La Forma del Agua no se aleja de esa premisa. De hecho, combina géneros de forma arriesgada y bizarra. Agrega un elemento sexual entre una criatura anfibia y un humano, y un homenaje al cine clásico o de la época dorada de Hollywood. El departamento de la protagonista se encuentra en el mismo edifico (literalmente encima) de una sala de cine que proyecta una doble función: un musical, Mardi Grass (1958) de Edmund Goulding, y un drama bíblico, The Story of Ruth (1960) de Henry Koster. Y cerca del desenlace Del Toro recurre a otra secuencia de musical —en particular a la canción “You’ll Never Know, Just How Much, I Love You” de la cinta Four Jills in a Jeep (William A. Seiter, 1943)— para mostrarnos a una Elisa que ha recuperado su voz, mientras canta y baila románticamente con el anfibio. Funcionan asombrosamente bien en la pantalla, aunque aquí se lea inadmisible.

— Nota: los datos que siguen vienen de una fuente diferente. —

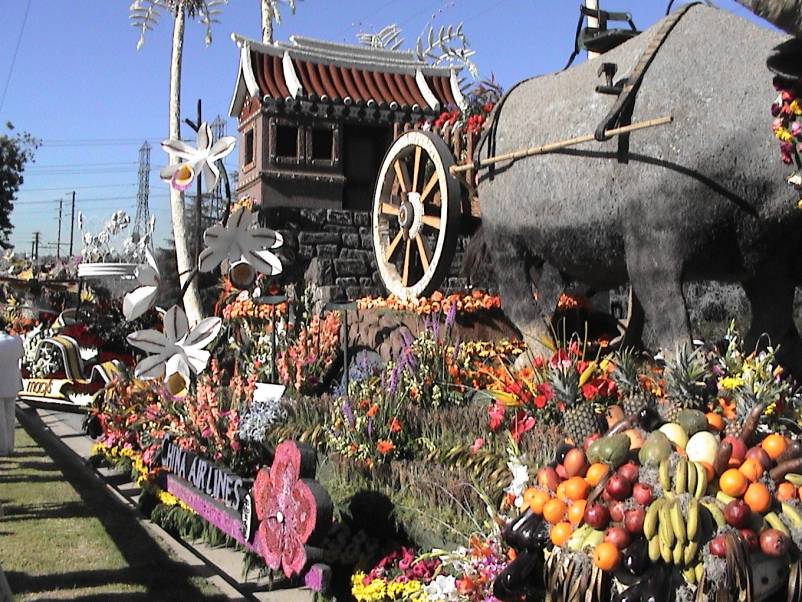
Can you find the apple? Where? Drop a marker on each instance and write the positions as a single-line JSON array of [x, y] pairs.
[[618, 537], [618, 487], [547, 478], [633, 520], [759, 454], [750, 538], [737, 514], [718, 546], [629, 471], [642, 493], [738, 448], [597, 516], [616, 511]]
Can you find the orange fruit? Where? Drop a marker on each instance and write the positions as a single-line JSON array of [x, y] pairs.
[[752, 469], [576, 511], [785, 491], [576, 488], [715, 421], [554, 511], [758, 497], [560, 533], [774, 445], [596, 472], [606, 556], [733, 482], [537, 500]]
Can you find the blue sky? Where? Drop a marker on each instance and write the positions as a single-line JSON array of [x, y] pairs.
[[79, 84]]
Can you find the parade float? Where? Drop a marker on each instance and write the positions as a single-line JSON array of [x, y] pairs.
[[413, 447]]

Se trata de una película con un tono más amable y esperanzador que sus anteriores, y ahí algo de la crítica. Sin embargo, no es una historia color de rosa. Está muy lejos de serlo. Y tal vez ese tono más positivo es lo que necesitamos en estos tiempos aciagos: que la belleza se mire y se entienda a través de otras gafas. De cualquier forma, a pesar de esta nueva aproximación, de telón de fondo continúa la discusión de la dicotomía entre humanidad y monstruosidad que ha estado presente a lo largo de su filmografía, y, por tanto, aún se pregunta sobre las fronteras borrosas que limitan y definen a cada una. Y recuerda a su vez una antigua moraleja: las apariencias engañan sobre todo si no comprendemos del todo al prójimo. El agua como el amor no tienen una forma estrictamente definida y tampoco el cine, como lo ha demostrado Del Toro.